“İstanbul mutlaka fethedilecek, onu fetheden komutan ne büyük komutan, onu fetheden asker ne büyük asker.” şeklinde dillere pelesenk edilen meşhur hadisin sahih olup olmadığı, değişik rivayetleri bu sahanın bilginlerince yeterince tartışılmıştır. Hatta İstanbul’un fethedilmesi kıyamet alameti sayılmıştır. Bu anlayışa göre İstanbul fethedildikten sonra kıyamet kopması gerekirdi. Ancak kıyamet kopmamıştır.
Ondokuz Mayıs Üniversitesi Öğretim Üyesi İsrafil Balcı’nın İstanbul’un Fethine İlişkin Hadis Rivayetlerine Farklı Bir Yaklaşım adlı çalışmasından aşağıdaki alıntıyı sizlerle paylaşmak istedim.
“İstanbul fethedildiği halde kıyametin kopmamasına izah getirilirken, aslında Türklerin barbar ve eşkıya oldukları, bu nedenle rivayetlerde zikredilen gerçek fethin henüz vuku bulmadığı, dolaysıyla bu iddiada herhangi bir çelişkinin olmadığına dair yorumları görmek mümkündür. İddianın sahibi 1890 yılında vefat eden Mısırlı âlim(!) Mahmud Neşşabe’ye göre asil fethin zamanı geldiğinde, gerçek Müslüman olan Araplar burayı eşkıya Türklerin elinden alacak ve böylece gerçek fetih vuku bulacaktır. Aynı söylem 1990’lı yıllarda Ümmü’l-Kurâ Üniversitesi’nin Şeriat (Hukuk) Fakültesi’nde yapılan bir tezde de dile getirilmiş ve bu yorum yapılmıştır: “Türklerin eliyle gerçeklemiş olan İstanbul’un fethi silahla yapılmıştır.
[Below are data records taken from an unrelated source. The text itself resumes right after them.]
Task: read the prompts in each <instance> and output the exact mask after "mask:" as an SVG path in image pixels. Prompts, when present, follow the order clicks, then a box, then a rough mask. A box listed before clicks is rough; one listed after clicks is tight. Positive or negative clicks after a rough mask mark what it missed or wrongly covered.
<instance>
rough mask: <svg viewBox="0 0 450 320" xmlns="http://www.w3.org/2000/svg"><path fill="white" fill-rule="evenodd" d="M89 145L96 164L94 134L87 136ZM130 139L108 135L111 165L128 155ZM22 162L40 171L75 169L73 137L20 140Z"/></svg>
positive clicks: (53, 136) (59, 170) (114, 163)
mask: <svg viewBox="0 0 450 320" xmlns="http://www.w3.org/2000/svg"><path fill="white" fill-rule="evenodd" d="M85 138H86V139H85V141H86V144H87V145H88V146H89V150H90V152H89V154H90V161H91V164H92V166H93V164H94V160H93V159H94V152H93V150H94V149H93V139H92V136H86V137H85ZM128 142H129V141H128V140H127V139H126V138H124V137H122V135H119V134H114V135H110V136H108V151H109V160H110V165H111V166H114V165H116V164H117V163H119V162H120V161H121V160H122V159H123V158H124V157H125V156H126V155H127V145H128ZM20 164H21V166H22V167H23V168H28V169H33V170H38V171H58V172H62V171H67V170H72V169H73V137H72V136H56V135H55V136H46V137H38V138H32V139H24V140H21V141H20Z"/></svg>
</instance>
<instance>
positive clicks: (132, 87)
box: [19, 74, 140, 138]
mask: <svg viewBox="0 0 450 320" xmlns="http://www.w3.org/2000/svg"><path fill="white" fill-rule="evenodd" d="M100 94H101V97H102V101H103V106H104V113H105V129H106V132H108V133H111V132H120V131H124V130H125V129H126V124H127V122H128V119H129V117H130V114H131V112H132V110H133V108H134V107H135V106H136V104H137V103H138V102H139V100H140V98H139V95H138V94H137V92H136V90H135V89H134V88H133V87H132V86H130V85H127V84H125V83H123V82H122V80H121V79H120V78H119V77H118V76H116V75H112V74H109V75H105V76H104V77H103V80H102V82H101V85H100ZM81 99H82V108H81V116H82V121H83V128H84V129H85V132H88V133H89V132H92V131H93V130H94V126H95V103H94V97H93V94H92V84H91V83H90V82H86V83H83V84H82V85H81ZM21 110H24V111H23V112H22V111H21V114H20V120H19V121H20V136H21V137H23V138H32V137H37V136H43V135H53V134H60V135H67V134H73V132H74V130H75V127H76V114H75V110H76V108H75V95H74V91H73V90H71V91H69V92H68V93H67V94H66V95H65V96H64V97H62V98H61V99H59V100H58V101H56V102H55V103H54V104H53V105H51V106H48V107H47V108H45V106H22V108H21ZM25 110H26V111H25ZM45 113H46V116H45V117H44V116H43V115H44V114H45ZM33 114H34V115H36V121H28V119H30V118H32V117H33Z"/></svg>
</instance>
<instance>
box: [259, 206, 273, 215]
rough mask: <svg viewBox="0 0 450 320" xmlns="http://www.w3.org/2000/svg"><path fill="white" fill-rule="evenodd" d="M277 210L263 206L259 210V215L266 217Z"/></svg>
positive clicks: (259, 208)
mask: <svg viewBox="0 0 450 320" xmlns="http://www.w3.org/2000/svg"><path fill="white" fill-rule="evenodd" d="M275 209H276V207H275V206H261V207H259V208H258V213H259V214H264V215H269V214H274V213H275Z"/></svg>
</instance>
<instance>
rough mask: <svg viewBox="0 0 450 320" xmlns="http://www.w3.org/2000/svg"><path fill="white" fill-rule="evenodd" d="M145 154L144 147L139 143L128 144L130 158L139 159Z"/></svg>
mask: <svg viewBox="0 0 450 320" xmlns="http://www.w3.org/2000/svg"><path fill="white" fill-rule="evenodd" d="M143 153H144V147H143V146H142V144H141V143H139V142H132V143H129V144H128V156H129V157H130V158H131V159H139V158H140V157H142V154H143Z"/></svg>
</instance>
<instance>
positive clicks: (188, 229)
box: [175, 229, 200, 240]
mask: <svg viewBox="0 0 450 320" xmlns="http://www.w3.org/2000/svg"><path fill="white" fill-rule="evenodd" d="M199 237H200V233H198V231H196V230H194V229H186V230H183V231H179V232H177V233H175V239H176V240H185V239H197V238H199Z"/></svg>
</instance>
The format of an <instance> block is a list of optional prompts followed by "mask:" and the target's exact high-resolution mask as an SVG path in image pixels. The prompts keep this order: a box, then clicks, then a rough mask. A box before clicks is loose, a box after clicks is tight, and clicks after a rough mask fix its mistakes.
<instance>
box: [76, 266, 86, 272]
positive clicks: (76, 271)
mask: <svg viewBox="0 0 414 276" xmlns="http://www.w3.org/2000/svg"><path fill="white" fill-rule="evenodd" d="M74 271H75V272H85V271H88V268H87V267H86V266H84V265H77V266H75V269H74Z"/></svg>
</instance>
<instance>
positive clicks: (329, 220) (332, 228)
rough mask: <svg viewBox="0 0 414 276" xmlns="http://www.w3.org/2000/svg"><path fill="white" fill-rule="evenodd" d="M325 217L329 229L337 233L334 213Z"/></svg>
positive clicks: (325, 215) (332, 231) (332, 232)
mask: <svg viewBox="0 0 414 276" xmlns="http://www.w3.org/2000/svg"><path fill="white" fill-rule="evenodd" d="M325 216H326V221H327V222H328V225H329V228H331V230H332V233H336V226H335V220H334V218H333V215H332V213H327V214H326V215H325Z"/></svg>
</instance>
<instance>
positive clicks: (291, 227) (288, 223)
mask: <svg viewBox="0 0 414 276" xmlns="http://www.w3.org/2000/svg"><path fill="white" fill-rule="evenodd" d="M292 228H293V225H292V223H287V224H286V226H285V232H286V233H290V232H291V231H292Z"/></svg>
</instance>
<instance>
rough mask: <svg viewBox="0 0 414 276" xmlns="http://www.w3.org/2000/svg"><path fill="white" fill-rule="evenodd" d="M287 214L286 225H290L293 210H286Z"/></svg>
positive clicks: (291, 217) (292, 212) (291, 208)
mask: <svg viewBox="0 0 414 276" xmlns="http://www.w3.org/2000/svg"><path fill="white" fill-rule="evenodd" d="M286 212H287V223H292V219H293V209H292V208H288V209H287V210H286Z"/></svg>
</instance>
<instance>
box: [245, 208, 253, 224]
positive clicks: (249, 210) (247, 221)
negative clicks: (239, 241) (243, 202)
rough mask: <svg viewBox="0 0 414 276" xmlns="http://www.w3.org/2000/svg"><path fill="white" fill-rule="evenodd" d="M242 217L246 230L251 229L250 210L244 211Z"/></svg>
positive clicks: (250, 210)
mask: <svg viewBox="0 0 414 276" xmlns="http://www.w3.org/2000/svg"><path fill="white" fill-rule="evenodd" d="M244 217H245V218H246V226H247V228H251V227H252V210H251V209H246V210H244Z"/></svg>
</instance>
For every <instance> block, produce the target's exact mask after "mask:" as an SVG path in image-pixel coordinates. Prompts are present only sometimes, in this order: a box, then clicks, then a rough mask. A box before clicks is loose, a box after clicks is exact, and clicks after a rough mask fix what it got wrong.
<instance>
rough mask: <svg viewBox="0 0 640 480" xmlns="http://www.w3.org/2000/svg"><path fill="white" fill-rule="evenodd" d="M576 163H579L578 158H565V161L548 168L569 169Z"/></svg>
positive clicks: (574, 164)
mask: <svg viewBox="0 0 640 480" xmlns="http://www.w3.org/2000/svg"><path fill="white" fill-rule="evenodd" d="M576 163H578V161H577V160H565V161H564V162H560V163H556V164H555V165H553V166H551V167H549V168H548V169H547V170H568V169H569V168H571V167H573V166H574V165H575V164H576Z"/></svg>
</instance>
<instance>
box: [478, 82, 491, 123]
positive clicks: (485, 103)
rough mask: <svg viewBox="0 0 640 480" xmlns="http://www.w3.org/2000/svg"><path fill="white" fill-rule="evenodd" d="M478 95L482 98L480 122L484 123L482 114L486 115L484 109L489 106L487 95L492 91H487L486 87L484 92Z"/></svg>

Hâlbuki hadislerde sulhla yapılacağından bahsedilmektedir. Hâlihazırda İstanbul kâfirlerin elinde bulunduğu için hiç yalan söylemeyen Peygamber Efendimizin dediği gibi, gerçek fetih daha sonra vuku bulacaktır.” Rivayetleri kurtarma adına dile getirilen bu hezeyanların yorumunu okuyucuya bırakıyorum. Bu tür gerçek dışı beyanların Hz. Peygamber’i itham etmekten başka hiçbir anlam ifade etmeyeceğini de belirtmek istiyorum.”
Bu alıntıdan anlıyoruz ki, Arapların Türklere karşı bilinçaltında oluşturdukları “milli kini” görmemizde yarar vardır.
Beş milyonu aşan resmi Arap sığınmacı, mülteci ve kaçkınıyla yurdumuzu ve ekmeğimizi yıllarca paylaşıyoruz.
İstanbul’un fethiyle milli övünmemiz sonucunda Arapları bizden ayrı saymamışız, onları aşağılamamışız dahası onlara karşı “milli kin” oluşturmamışız.
Ancak ne yazık ki, Türklere karşı “milli kin” oluşturan bu insanlara karşı hamasi duygularla Ensar ve Muhacir anlayışımızı bir daha gözden geçirmemiz gerektiğini düşüyorum.
Hangi Arap edebiyatında İstanbul fethini alkışlayan bir yazı, şiir ve hikâye vardır!